Mr. Goenka was born in Burma (Myanmar) into a wealthy Indian family. He became one of Myanmar's leading businessmen, and acheived a great measure of success in money-making. So successful that he began to suffer severe stress-related migraine headaches, which could not be allievated by any doctor.

By a happy coincidence, Mr. Goenka met Sayagyi U Ba Khin, then Burma's leading teacher of "Vipassana Meditaion," an introspective technique popularized 2500 years ago by Prince Siddhartha Gautama (who eventually came to be known as the 'Buddha', the enlightened one), this ancient practice having been preserved in purity for centuries by monks at a network of small temples in isolated Burma (Myammar).

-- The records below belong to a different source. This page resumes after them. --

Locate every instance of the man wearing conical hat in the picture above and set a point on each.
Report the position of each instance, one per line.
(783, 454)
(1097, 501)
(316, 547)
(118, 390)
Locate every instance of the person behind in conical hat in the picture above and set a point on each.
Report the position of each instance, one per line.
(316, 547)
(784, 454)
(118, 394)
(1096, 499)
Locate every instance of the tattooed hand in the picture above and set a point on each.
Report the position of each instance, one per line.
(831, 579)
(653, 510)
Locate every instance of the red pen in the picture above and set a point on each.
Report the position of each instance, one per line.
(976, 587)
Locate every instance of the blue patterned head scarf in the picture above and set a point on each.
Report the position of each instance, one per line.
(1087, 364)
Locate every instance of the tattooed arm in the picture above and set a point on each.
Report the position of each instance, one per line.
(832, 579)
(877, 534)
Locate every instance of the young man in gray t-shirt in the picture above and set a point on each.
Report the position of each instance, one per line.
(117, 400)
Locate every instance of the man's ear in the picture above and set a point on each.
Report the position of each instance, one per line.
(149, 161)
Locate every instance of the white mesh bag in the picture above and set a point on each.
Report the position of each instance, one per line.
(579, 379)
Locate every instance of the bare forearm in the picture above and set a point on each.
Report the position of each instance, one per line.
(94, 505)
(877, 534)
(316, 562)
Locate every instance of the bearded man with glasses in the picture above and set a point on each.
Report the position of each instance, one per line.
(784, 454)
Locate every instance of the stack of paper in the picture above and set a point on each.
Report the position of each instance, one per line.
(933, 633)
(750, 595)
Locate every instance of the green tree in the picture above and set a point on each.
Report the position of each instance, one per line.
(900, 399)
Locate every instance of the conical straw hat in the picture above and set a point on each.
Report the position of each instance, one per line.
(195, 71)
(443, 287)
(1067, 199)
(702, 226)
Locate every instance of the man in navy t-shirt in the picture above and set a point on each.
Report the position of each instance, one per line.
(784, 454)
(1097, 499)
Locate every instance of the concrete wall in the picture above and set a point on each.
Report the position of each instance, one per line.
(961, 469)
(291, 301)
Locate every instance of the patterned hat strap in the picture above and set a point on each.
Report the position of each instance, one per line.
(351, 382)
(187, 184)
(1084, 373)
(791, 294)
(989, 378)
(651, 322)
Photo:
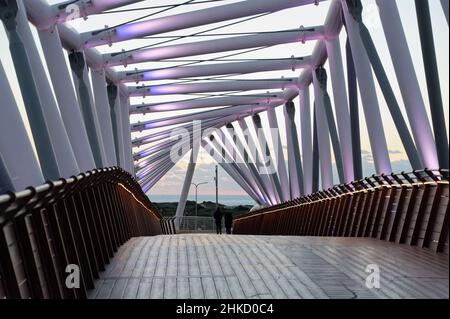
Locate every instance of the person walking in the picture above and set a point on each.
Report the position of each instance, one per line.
(228, 222)
(218, 219)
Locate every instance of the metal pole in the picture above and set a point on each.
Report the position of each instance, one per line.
(444, 4)
(323, 135)
(217, 186)
(433, 82)
(273, 176)
(104, 113)
(187, 183)
(16, 149)
(294, 159)
(263, 177)
(315, 156)
(354, 113)
(307, 139)
(79, 68)
(6, 184)
(64, 154)
(196, 206)
(112, 98)
(321, 76)
(47, 159)
(388, 93)
(279, 154)
(67, 100)
(368, 95)
(341, 106)
(409, 85)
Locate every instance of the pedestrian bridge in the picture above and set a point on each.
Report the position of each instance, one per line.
(266, 267)
(93, 117)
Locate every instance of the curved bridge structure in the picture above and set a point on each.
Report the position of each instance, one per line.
(89, 126)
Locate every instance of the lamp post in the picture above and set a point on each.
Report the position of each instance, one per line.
(196, 198)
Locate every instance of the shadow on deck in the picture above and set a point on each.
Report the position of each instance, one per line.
(234, 267)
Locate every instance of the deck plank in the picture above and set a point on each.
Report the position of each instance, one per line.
(198, 266)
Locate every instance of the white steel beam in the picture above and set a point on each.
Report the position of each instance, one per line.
(369, 96)
(67, 100)
(409, 85)
(212, 46)
(15, 145)
(104, 113)
(187, 20)
(47, 16)
(65, 157)
(323, 134)
(241, 109)
(306, 136)
(216, 69)
(221, 86)
(198, 103)
(341, 106)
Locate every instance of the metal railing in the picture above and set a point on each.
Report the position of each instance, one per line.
(406, 208)
(78, 223)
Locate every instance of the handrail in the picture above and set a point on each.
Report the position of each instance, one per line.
(78, 222)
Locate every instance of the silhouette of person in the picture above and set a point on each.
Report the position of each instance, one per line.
(228, 222)
(218, 219)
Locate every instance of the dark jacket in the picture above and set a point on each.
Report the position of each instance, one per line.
(228, 220)
(218, 216)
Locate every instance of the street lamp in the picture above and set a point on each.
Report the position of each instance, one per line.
(196, 198)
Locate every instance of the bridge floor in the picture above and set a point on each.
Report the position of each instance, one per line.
(210, 266)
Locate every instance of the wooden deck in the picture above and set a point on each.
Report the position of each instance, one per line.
(225, 267)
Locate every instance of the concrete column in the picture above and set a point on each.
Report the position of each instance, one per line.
(341, 105)
(16, 150)
(104, 113)
(369, 96)
(30, 95)
(281, 163)
(294, 159)
(306, 135)
(67, 100)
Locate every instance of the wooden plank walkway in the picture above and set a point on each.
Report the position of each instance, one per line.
(237, 267)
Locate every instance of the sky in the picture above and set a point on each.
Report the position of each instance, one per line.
(309, 15)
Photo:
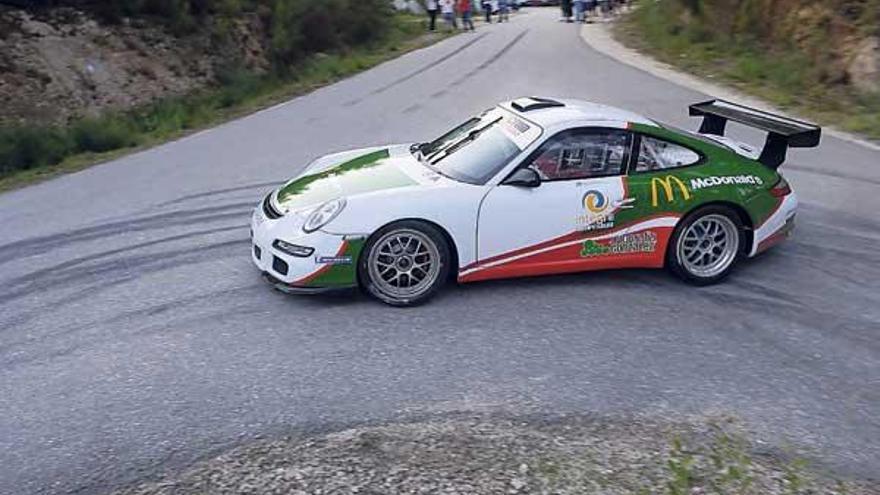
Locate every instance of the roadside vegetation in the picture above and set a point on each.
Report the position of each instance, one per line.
(310, 44)
(565, 456)
(819, 59)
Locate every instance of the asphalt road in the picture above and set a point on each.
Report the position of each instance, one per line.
(135, 334)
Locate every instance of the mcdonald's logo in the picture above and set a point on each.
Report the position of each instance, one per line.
(667, 183)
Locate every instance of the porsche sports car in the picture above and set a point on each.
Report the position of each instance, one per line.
(533, 186)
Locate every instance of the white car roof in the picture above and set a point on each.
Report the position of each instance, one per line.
(557, 112)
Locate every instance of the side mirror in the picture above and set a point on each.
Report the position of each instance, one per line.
(524, 177)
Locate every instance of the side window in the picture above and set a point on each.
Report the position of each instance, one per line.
(656, 154)
(583, 154)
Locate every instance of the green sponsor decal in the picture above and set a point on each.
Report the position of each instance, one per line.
(340, 274)
(721, 177)
(371, 172)
(642, 242)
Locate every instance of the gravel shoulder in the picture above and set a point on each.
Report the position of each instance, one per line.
(491, 455)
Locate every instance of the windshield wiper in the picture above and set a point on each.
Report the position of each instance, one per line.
(469, 138)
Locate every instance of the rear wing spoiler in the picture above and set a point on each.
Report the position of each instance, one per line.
(782, 132)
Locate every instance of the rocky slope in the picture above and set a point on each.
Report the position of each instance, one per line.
(839, 38)
(61, 63)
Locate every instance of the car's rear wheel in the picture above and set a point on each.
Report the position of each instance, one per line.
(405, 263)
(706, 245)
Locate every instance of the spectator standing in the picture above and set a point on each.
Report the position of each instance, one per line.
(589, 9)
(466, 10)
(578, 10)
(431, 8)
(447, 8)
(566, 10)
(487, 9)
(503, 10)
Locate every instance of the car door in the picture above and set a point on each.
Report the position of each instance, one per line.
(542, 230)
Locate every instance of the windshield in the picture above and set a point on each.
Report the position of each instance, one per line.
(476, 150)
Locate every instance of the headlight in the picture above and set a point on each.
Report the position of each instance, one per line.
(323, 215)
(293, 249)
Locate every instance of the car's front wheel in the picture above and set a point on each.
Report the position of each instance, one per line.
(706, 245)
(405, 263)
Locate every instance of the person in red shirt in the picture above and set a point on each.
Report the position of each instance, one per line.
(466, 11)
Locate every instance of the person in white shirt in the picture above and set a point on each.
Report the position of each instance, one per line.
(431, 8)
(447, 7)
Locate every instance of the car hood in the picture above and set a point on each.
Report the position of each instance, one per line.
(357, 173)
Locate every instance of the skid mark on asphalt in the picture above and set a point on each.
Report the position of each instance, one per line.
(217, 192)
(494, 58)
(832, 173)
(44, 244)
(61, 267)
(454, 52)
(105, 272)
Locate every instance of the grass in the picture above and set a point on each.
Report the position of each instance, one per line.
(783, 76)
(29, 154)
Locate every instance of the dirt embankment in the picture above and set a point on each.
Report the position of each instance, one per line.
(840, 37)
(573, 455)
(62, 63)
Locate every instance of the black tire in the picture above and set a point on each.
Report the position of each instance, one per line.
(379, 249)
(683, 253)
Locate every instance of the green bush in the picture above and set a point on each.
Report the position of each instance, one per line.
(298, 30)
(97, 134)
(26, 147)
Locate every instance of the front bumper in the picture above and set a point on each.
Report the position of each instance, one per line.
(332, 264)
(295, 289)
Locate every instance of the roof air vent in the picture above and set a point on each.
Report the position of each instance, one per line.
(534, 103)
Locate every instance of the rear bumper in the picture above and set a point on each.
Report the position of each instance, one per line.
(778, 227)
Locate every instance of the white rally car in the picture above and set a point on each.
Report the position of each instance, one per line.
(533, 186)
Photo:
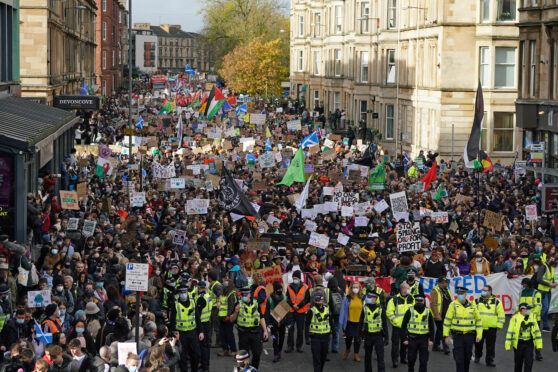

"Vipassana" (which means to see things as they really are) found its foremost leader in Mr. Goenka. In 1955 he took his first 10-day course and found his life's true calling. He devoted himself to Vipassana willingly and, in 1969, through much hard work became a authorized teacher under Sayagyi U Ba Khin.

He began his work in India, and toiled there with great success for ten years. In 1979, Mr. Goenka took Vipassana out from India and Burma to the hungry world. To date, he has trained hundreds of assistant teachers, and facilitated meditation retreats for tens of thousands of persons across the globe. There are now 57 centers expanding throughout the world.

Introductory Vipassana (silent) meditation retreats are usually ten-day courses during which participants "learn the basics of the method, and practice sufficiently to experience its beneficial results." Almost unbelieveably, there is no fee to take a course (not even in starving India) - not even for room and board, which are amply provided. "All expenses are met by donations from persons who, having completed a course and experienced the benefits of Vipassana, wish to give others the opportunity to also benefit." This is obviously a practice that WORKS.